The United States Attorney for the District of Massachusetts busted a scandal yesterday that shocked the world of higher education. Head Coaches at Stanford, Yale, USC, Wake Forest, and Georgetown have been accused of accepting bribes from parents to falsely list certain applicants, with manufactured test scores, as athletic recruits. In one alleged instance, Stanford’s sailing coach John Vandemoer accepted $500,000 to attempt (unsuccessfully) to open a spot on the team for an applicant masquerading as an athlete.
The parents, administrators, and coaches involved in this case deserve to be punished harshly. However, this scandal, much like Charles Kushner’s 1998 Harvard donation, which some credit for his son Jared’s admission, presents the general public with a misinformed view of how the wealthy come to dominate the student population at schools like Stanford. Most Stanford families are neither rich enough to donate buildings nor stupid enough to lie about their children’s athletic abilities and test scores. They leverage their influence in a much more covert, structural way. Stanford rewards them for it.

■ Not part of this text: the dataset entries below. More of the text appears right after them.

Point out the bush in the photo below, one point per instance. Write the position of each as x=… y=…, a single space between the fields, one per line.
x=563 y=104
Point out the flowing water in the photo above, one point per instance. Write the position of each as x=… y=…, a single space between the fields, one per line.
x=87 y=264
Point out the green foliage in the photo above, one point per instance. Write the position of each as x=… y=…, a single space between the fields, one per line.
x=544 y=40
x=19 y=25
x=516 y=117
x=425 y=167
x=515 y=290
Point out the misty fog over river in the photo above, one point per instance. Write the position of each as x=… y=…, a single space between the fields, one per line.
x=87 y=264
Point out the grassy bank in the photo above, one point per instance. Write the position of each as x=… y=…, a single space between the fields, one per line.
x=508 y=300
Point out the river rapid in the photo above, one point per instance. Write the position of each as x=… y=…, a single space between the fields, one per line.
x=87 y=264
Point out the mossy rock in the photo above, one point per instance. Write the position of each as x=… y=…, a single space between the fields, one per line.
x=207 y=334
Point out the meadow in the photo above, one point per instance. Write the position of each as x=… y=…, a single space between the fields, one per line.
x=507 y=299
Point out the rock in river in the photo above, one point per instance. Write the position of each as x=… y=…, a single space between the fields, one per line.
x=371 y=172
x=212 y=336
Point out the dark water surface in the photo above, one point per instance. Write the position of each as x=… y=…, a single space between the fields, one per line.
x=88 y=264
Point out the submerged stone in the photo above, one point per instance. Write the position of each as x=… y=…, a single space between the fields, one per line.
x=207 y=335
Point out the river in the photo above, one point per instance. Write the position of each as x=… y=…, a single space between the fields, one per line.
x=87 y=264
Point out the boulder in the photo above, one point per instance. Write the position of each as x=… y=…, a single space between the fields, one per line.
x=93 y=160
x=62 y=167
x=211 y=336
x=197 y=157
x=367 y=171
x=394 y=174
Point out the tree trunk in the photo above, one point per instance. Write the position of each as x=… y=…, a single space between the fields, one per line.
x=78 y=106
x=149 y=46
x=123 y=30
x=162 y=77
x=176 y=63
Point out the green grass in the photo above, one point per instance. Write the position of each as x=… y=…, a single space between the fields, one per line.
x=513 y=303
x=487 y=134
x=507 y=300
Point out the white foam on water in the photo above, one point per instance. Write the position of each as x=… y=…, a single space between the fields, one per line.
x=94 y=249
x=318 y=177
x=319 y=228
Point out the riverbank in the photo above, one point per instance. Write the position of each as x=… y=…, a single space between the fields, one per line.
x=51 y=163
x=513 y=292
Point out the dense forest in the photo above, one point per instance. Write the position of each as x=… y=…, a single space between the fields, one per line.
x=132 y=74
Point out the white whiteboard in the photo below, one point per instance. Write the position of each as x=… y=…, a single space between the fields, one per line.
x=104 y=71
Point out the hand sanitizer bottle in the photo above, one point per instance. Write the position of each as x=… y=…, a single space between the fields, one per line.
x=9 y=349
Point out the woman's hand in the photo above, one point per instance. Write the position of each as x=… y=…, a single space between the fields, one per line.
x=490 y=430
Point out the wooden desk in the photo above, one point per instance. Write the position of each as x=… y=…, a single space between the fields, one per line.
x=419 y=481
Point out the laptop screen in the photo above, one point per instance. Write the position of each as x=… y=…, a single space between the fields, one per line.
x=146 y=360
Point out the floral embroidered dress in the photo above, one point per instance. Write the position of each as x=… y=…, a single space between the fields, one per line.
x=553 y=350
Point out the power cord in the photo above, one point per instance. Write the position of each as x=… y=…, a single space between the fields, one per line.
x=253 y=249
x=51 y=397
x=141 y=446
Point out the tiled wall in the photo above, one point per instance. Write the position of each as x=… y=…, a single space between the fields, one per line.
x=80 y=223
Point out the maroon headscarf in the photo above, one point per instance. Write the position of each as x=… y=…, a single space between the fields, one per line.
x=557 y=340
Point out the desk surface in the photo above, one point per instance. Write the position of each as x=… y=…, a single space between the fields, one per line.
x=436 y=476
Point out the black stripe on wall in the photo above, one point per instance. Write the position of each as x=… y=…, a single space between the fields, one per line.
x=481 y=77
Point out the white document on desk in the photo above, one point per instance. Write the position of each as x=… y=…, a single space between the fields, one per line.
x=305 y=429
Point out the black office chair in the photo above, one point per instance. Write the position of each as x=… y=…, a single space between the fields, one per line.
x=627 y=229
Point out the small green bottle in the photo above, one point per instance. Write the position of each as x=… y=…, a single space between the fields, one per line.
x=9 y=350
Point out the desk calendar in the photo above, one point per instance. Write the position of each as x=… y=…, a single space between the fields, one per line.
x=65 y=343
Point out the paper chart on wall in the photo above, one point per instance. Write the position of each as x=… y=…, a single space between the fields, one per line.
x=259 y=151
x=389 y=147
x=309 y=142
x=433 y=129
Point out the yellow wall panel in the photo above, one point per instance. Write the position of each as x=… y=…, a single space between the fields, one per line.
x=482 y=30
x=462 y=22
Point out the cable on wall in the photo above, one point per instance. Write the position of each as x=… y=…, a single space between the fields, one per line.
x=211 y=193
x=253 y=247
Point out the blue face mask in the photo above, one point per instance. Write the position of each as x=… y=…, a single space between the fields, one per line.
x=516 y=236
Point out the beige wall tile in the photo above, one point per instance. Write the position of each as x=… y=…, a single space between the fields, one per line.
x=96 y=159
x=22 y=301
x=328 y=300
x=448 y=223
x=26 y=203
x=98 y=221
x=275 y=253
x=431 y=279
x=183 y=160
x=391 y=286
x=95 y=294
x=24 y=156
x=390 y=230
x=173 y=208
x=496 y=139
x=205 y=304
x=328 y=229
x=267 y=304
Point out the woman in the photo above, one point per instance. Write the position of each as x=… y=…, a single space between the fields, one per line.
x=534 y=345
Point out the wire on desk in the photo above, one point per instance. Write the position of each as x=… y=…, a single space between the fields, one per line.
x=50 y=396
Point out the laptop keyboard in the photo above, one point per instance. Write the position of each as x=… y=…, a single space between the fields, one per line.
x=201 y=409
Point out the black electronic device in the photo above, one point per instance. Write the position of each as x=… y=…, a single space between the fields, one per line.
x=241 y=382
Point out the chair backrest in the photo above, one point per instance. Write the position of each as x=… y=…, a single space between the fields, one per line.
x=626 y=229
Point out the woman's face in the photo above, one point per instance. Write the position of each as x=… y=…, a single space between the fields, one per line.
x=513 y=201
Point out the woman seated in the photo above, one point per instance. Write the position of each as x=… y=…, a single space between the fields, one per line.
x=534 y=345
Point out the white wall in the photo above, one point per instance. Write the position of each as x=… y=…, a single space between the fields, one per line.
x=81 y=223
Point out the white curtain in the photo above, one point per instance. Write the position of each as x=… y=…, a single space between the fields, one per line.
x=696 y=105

Let’s start with the University’s need-blind admission policy. While generous on its face, pretending all students come from the same financial background inherently disadvantages lower-income students. The same can be said for Stanford admissions’ emphasis on extracurricular activities and athletics. Consider two applicants, one from a well-connected Palo Alto family and another from a less affluent home in Fresno. Which kid, regardless of innate academic ability and work ethic, is more likely to have had their parents enter them in math contests at an early age? Who is more likely to be a world-renowned athlete in squash, rowing, lacrosse, and, yes, sailing?
Throw in legacy admissions, a $400M college counseling industry, and SAT test prep and it’s surprising only 17 percent of Stanford’s class comes from the top 1 percent. The vast majority of these students, including myself, got in the “hard way.” No guarantees of admission or whispers in the ears of short-sighted coaches were involved. Our acceptances did, however, represent the manifestation of long-term strategies that are inaccessible to most Americans.
Don’t get me wrong, Stanford was correct to quickly fire Coach Vandemoer, especially after he plead guilty to accepting bribes. And some degree of income inequality at elite schools is inevitable. Stanford can’t stop success-crazed, upper middle class parents from concocting plans to provide their children that golden ticket degree. Nor is Stanford’s necessarily responsible for the plight of the American public school system, which educates 91% of K-12 students in America, but leaves two-thirds of graduating high school seniors unprepared for college-level math and reading.
However, insofar as Stanford has a responsibility to enroll a financially diverse class, the University should not focus solely on the one-off cases in which the morality of bad actors is easy to adjudicate. An admission system rife with unfairness, which implicitly rewards the well-prepared and well-connected who play within the rules, is a far greater contributor to the concentration of wealth on campus than the alleged crimes of the few trying to get around them.